París es quizá la capital europea más soñada por el mundo entero. Por eso no resulta extraño que muchos vuelos baratos transporten a cientos de turistas ansiosos por vivir la Ciudad Luz. Hoy nuestro recorrido es solo una muestra de los museos parisinos, pues ¡París ofrece más de ochenta museos!
De todos sus museos, el Louvre por sí mismo ya justifica que aterricéis en París. Soberbio, clásico y vanguardista a la vez, el Louvre es el museo nacional de Francia dedicado a las bellas artes, la arqueología y las artes decorativas. En él reposa la misteriosa Gioconda o Mona Lisa de Leonardo da Vinci: una obra indescifrable e inspiradora que atrae a millones de personas cada año. Os advierto: no podréis visitar el Louvre en un solo día. Sus casi 210 mil metros cuadrados entre galerías y parques necesitan varias visitas para apreciarlo de verdad.
¿Qué pensáis de un museo en una estación de trenes? A un paso del Louvre, siempre frente al emblemático Sena, lo encontraréis. Es el Museo d’Orsay. Un edificio que siglos atrás fuera un palacio y luego una estación de trenes, es hoy un museo con pinturas, esculturas y fotografías de todo el siglo XIX. Los arquitectos de aquella época supieron aprovechar la belleza de la estación para transformarla en un museo de tres niveles que os llevarán a sus diferentes exposiciones, además de a su librería y café, si os apetece disfrutar de las delicias parisinas desde las alturas.

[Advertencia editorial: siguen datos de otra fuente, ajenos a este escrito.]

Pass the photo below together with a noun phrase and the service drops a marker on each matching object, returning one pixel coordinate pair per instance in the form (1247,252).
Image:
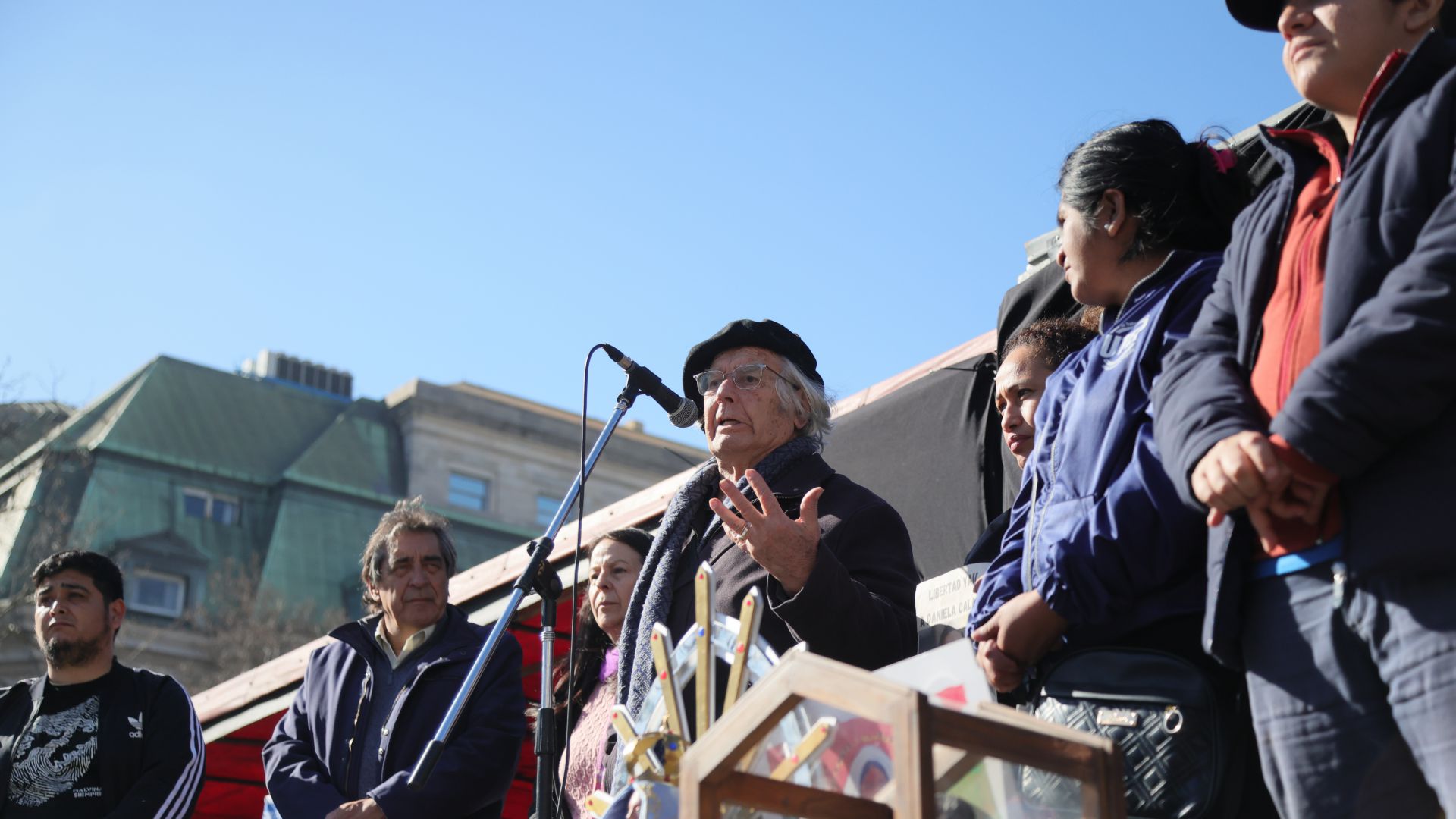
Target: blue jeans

También deberíais visitar el Museo Rodin. Lo encontraréis en el Distrito 7 de París; destino turístico por excelencia pues alberga la Torre Eiffel y el hotel de Los Inválidos, por ejemplo. El museo despliega las obras de este artista, como la realista y apasionante escultura El Beso, junto con otras de Monet, Renoir y Van Gogh. Aquí encontraréis algo diferente. Un museo pequeño, diseñado en lo que fue un hotel, y rodeado de parques con esculturas que vale la pena caminar.
Un paseo por el cosmopolita y bohemio barrio Le Marais os hará detener en el Museo Carnavalet que relata en sus más de cien salas la historia de París. Aquí podréis ver exposiciones arqueológicas, maquetas de monumentos antiguos, pinturas de escenas históricas y de personajes ilustres que os pintarán una postal de lo que fue y es París. Ya que estáis en Le Marais, deteneos en el Museo Picasso que, situado en el bellísimo Hotel Salé, os deleitará con cientos de sus obras. Aprovechad también la magnífica visita guiada que os enseñará más sobre este gran artista español.
El Centro Pompidou, innovador y funcional, posee una de las primeras colecciones de arte moderno y contemporáneo más completas del mundo. Es un museo joven que os sorprenderá por su diseño y que tiene además un centro cívico y una gigantesca biblioteca pública.
Recordad que en este viaje no solo ahorraréis si reserváis con tiempo vuelos baratos a París, sino que también aprovecharéis al máximo vuestra visita comprando el Paris Museum Pass para acceder a un menú cultural à la carte de casi todos los museos parisinos.